Working closely with their faculty advisors, and supported by fellow learners, students identify areas of study, personal goals, relevant resources, and avenues to achieve these goals. Students also attend and are invited to help organize workshops, keynote addresses, celebrations and other events intended to stimulate, inspire, and challenge.
This low-residency model combines the breadth of a collaborative community with the focus of personalized learning, enhanced by insightful exchanges with a faculty advisor.
Degree Requirements
MA in Social Innovation and Sustainability students are expected to:
- Acquire a working knowledge of issues, trends, forecasts and public policy debates relevant to the social challenges they are addressing.
- Diagnose issues and challenges from diverse cultural frameworks and organizational and theoretical perspectives.
- Develop and apply theory of change tools and participatory development models.
- Employ interdisciplinary methods and processes.
Guided studies, applied learning and reflection will emphasize:
- Cultivating self awareness and a sense of purpose.
- Applying systems thinking.
- Thinking in terms of having local and global impact.
- Developing the capacity to build relationships, coalitions and systems to support and sustain transformational change.
- Understanding applicable trends in nonprofit and for-profit finance.
Students are required to:
- Demonstrate research skills, including the ability to locate and utilize information from diverse sources.
- Demonstrate fluency in the theories, practices, trends and on-going dialogue that informs their areas of study within this graduate program.

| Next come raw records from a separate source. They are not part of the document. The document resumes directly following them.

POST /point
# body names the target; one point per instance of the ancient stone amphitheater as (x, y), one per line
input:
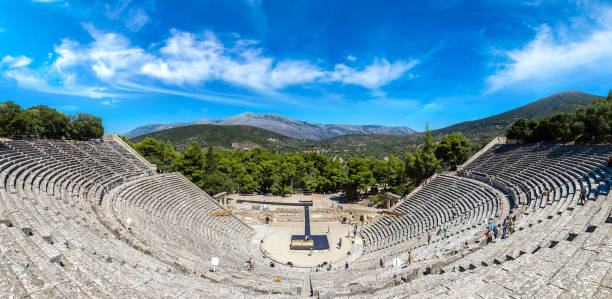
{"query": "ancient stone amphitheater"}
(64, 207)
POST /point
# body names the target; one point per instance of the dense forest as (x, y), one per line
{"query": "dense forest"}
(592, 123)
(45, 122)
(264, 171)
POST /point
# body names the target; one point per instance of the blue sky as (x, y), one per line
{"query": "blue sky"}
(357, 62)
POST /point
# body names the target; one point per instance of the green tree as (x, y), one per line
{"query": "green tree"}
(86, 126)
(359, 177)
(424, 163)
(8, 111)
(191, 164)
(52, 123)
(453, 149)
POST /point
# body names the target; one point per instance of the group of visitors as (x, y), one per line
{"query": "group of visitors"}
(249, 265)
(582, 194)
(497, 231)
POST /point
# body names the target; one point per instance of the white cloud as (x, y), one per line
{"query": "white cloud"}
(554, 55)
(15, 62)
(30, 79)
(112, 102)
(137, 19)
(373, 76)
(182, 64)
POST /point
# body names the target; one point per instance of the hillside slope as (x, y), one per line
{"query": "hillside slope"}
(227, 137)
(283, 125)
(496, 125)
(378, 145)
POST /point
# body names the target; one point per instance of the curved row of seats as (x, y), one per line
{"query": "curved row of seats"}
(442, 200)
(53, 241)
(561, 248)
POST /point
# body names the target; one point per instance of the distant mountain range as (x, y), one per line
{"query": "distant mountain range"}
(282, 125)
(365, 144)
(496, 125)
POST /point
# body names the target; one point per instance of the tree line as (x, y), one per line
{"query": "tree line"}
(44, 122)
(590, 123)
(264, 171)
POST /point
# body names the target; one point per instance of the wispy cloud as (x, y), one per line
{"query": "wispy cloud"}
(182, 64)
(137, 19)
(15, 62)
(555, 55)
(373, 76)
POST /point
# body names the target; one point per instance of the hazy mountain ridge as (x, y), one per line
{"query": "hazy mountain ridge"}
(379, 145)
(283, 125)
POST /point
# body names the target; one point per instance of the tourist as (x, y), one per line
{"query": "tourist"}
(489, 236)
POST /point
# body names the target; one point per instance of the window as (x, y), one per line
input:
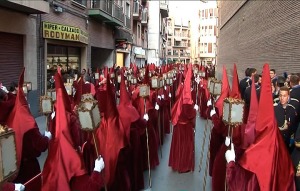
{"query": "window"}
(138, 32)
(82, 2)
(209, 47)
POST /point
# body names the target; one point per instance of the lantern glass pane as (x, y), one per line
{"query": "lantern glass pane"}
(226, 111)
(85, 120)
(96, 116)
(8, 154)
(237, 113)
(217, 88)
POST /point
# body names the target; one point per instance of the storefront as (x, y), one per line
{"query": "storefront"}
(65, 48)
(11, 57)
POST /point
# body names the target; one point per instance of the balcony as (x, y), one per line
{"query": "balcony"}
(164, 9)
(127, 22)
(107, 12)
(26, 6)
(144, 17)
(136, 10)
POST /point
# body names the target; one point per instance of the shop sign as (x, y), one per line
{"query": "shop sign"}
(64, 32)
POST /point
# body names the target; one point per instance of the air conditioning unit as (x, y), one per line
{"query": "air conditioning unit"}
(58, 9)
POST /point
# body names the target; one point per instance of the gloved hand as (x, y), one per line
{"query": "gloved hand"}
(212, 112)
(48, 134)
(19, 187)
(99, 164)
(4, 89)
(196, 107)
(209, 102)
(230, 154)
(227, 141)
(156, 106)
(146, 117)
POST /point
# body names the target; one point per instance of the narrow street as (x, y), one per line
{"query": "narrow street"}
(163, 177)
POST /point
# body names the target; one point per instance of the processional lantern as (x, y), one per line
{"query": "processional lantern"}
(52, 94)
(233, 111)
(215, 87)
(119, 78)
(133, 80)
(201, 74)
(46, 105)
(88, 113)
(97, 76)
(155, 82)
(69, 88)
(8, 154)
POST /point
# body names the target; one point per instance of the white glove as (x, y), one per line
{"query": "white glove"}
(196, 107)
(212, 112)
(209, 102)
(48, 134)
(156, 106)
(146, 117)
(19, 187)
(99, 164)
(230, 154)
(227, 141)
(4, 89)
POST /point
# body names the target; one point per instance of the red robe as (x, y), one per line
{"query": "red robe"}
(33, 145)
(182, 155)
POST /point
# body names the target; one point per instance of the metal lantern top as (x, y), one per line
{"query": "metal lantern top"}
(69, 88)
(201, 73)
(46, 105)
(89, 115)
(155, 82)
(8, 156)
(215, 87)
(51, 93)
(233, 111)
(97, 76)
(144, 90)
(87, 97)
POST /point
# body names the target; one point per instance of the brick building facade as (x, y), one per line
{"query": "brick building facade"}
(252, 33)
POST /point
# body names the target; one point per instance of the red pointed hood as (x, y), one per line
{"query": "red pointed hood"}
(187, 95)
(249, 135)
(224, 92)
(20, 119)
(63, 162)
(235, 92)
(59, 84)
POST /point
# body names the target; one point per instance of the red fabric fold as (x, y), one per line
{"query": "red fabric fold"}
(62, 162)
(268, 157)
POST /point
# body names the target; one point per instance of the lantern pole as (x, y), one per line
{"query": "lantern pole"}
(148, 154)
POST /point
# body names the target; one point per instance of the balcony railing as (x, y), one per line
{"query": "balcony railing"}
(127, 22)
(136, 10)
(144, 16)
(118, 12)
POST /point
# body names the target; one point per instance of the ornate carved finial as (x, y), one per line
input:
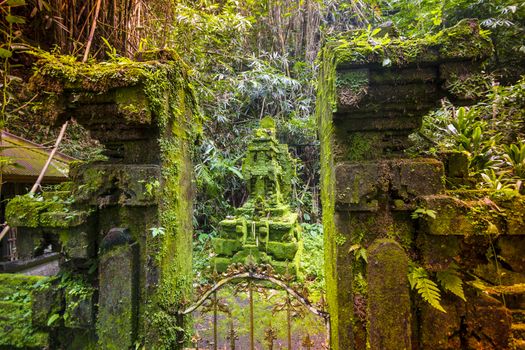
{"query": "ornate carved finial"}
(264, 229)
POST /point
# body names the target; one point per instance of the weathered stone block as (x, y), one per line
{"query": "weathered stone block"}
(45, 302)
(63, 219)
(487, 322)
(388, 296)
(358, 185)
(117, 184)
(78, 242)
(116, 322)
(511, 250)
(451, 216)
(437, 252)
(416, 177)
(79, 310)
(439, 330)
(226, 247)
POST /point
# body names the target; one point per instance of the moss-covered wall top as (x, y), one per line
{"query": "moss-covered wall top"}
(465, 41)
(146, 115)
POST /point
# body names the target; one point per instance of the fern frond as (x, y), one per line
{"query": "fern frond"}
(428, 289)
(450, 280)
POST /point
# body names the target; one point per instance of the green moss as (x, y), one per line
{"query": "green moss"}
(324, 109)
(15, 321)
(463, 41)
(171, 100)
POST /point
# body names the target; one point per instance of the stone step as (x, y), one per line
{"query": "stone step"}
(518, 316)
(518, 331)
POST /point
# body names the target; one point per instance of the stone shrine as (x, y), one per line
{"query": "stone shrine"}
(264, 229)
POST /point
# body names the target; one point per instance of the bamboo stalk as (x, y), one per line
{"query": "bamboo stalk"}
(92, 31)
(42, 172)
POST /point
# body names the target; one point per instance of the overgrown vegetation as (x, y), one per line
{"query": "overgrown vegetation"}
(490, 134)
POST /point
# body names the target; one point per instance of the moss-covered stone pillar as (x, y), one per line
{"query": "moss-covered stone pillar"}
(127, 234)
(372, 93)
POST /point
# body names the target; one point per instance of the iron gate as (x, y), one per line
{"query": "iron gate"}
(256, 279)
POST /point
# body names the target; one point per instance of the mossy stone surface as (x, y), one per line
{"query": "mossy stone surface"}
(389, 308)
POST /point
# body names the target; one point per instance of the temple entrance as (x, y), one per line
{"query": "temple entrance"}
(252, 307)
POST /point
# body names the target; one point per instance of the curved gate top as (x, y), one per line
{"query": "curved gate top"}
(265, 277)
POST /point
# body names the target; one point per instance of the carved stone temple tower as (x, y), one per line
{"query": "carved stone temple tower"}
(264, 229)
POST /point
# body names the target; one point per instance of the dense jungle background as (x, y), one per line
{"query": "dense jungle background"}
(249, 59)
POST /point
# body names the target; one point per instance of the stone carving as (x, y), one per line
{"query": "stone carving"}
(264, 229)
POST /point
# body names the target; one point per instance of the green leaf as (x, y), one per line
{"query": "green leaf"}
(5, 53)
(156, 231)
(14, 3)
(450, 280)
(15, 19)
(53, 319)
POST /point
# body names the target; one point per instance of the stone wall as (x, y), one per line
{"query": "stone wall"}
(373, 92)
(124, 224)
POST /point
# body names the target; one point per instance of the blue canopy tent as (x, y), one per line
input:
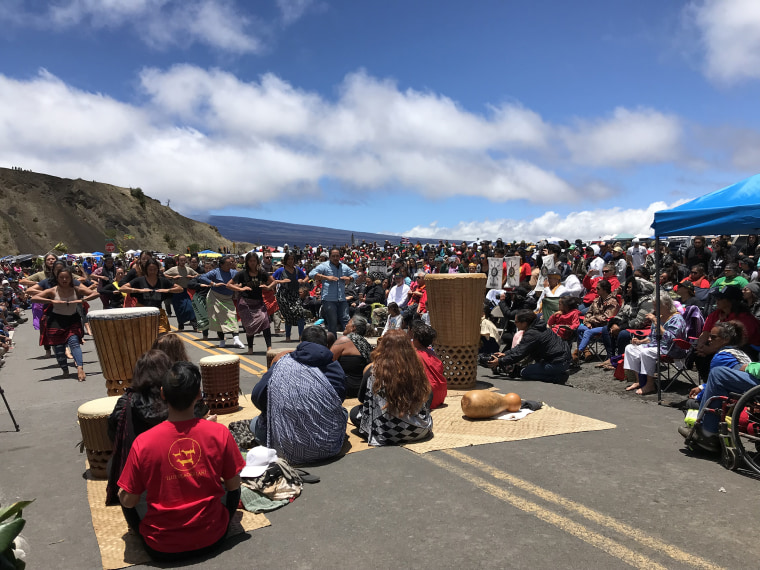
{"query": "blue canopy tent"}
(731, 210)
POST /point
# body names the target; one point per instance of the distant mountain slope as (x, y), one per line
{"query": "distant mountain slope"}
(267, 232)
(39, 211)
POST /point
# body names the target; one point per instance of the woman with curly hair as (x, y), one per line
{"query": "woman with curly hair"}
(395, 394)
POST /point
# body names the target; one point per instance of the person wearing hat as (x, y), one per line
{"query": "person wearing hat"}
(731, 277)
(399, 292)
(552, 288)
(184, 466)
(685, 291)
(301, 402)
(636, 254)
(620, 263)
(334, 275)
(751, 294)
(730, 306)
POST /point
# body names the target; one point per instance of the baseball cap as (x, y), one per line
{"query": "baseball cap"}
(257, 460)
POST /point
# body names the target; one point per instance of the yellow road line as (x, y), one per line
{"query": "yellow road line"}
(563, 523)
(194, 342)
(588, 513)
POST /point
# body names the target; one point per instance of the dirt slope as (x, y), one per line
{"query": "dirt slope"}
(38, 211)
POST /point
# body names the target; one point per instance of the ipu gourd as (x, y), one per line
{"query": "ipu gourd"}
(484, 404)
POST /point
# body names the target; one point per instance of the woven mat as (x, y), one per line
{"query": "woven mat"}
(248, 411)
(120, 548)
(451, 429)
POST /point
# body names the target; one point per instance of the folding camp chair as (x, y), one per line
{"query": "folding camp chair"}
(676, 368)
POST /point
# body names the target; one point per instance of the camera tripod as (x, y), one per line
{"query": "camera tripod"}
(2, 393)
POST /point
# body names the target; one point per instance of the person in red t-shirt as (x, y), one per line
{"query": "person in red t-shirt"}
(184, 465)
(422, 336)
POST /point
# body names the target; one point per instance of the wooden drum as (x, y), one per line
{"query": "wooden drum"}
(93, 421)
(455, 304)
(121, 337)
(221, 382)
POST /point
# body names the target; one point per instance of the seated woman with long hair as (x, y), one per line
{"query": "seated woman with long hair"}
(139, 409)
(641, 355)
(395, 394)
(173, 346)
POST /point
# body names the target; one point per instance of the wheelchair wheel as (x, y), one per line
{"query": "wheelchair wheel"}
(745, 429)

- Demonstrate analytical skills, such as critical reading, thinking and writing through documented exploration and analysis of a primary research question.
- Demonstrate engagement in experiential learning and reflection on that learning
- Demonstrate engagement with activities that encourage self-reflection and mindful attention to the learning process.
Work of the Program
Social Innovation
Students may focus on social innovation, acquiring skills and knowledge to engage diverse constituents and stakeholder groups—from marginalized individuals and communities to socially responsible investors—in generating social value that fundamentally improves quality of life for the most vulnerable and for society as a whole. Students will immerse themselves in this emerging field and will be encouraged to contribute by applying participatory research and data collection methods and interdisciplinary and innovative approaches to problem solving at local, community, organizational and regional levels.
Sustainability
Students who focus on sustainability will combine whole system and place-based approaches to develop sustainable communities, organizations and local economies. Students will be encouraged to identify meaningful geographic, cultural, ecological and economic frameworks for understanding place and facilitating equity, access and appropriate scale and practice. Drawing broadly from sustainability discourse, students will design new approaches to development challenges and will demonstrate their relevance to larger global issues. They may explore alternative organizational and business structures, models of community planning and organizing and ways of engaging, motivating and empowering diverse community stakeholders.
Combined Study
Students may choose to combine Sustainability and Social Innovation by applying theory and practice from both fields to explore innovations that specifically contribute to promoting and advancing more sustainable and viable ways of living. All students, regardless of their focus area, will be required to acquire a working knowledge of both Social Innovation and Sustainability theory and practice by exploring their relevance to their particular area of inquiry.